5. Satellite images have confirmed an AP report that Isis (Islamic State) has destroyed Iraq's oldest Christian monastery. St Elijah's near Mosul stood on a hill for 1400 years. Analysts said it had been demolished in late 2014,
6. A Twitter hunt is on for a boy pictured wearing a homemade Messi Argentina football shirt. A campaign has been launched to get a real strip for the child. He was thought to have been from Dohuk in Iraq but the BBC says that is thought unlikely. The boy's shirt is fashioned from a plastic bag.
7. The family of a British boy investigated by officers want an apology from the police and his school. The 10-year-old Muslim boy mistakenly wrote that he lived in a "terrorist house" when he meant to write "terraced house" during an English lesson in Lancashire. Teachers are now legally obliged to report any suspected extremist behaviour to the police.

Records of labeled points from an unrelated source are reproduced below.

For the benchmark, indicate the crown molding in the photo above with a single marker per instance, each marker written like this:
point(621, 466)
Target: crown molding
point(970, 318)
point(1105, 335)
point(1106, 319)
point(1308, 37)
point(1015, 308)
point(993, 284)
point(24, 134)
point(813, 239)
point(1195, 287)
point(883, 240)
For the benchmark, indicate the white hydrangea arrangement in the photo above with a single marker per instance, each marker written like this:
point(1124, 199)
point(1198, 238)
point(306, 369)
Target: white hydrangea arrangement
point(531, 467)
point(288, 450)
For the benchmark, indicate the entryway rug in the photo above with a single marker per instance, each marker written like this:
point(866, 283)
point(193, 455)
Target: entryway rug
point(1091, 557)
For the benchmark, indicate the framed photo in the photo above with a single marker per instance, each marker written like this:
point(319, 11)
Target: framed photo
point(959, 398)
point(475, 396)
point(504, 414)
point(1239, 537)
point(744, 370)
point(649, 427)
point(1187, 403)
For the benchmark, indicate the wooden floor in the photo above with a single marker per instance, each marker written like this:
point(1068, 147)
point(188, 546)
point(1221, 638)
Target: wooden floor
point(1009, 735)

8. Japan is to drop the swastika from its tourist maps, the Guardian reports. The symbol, which has its origins in Sanskrit and Japanese Buddhism, is used in Japan to denote Buddhist temples. The move to change to a pagoda symbol follows complaints the swastika is offensive because it closely resembles Nazi Germany's swastika and hard to understand.
9. Demolition work has started on a pink Florida mansion once owned by Colombian drug lord Pablo Escobar. He bought the mansion on Miami Beach in 1980 and it was seized by the US government in 1987. Escobar was killed in 1993. The current owners bought it for US$10 million in 2014.
10. The British Government said it will probe asylum-seeker housing in northeast England after complaints that the properties' red doors identify them as targets for abuse. The Times investigated the properties run by a subcontractor for G4S in Middlesbrough. Of the 168 properties, 155 had red doors and 62 of 66 residents contacted were asylum-seekers.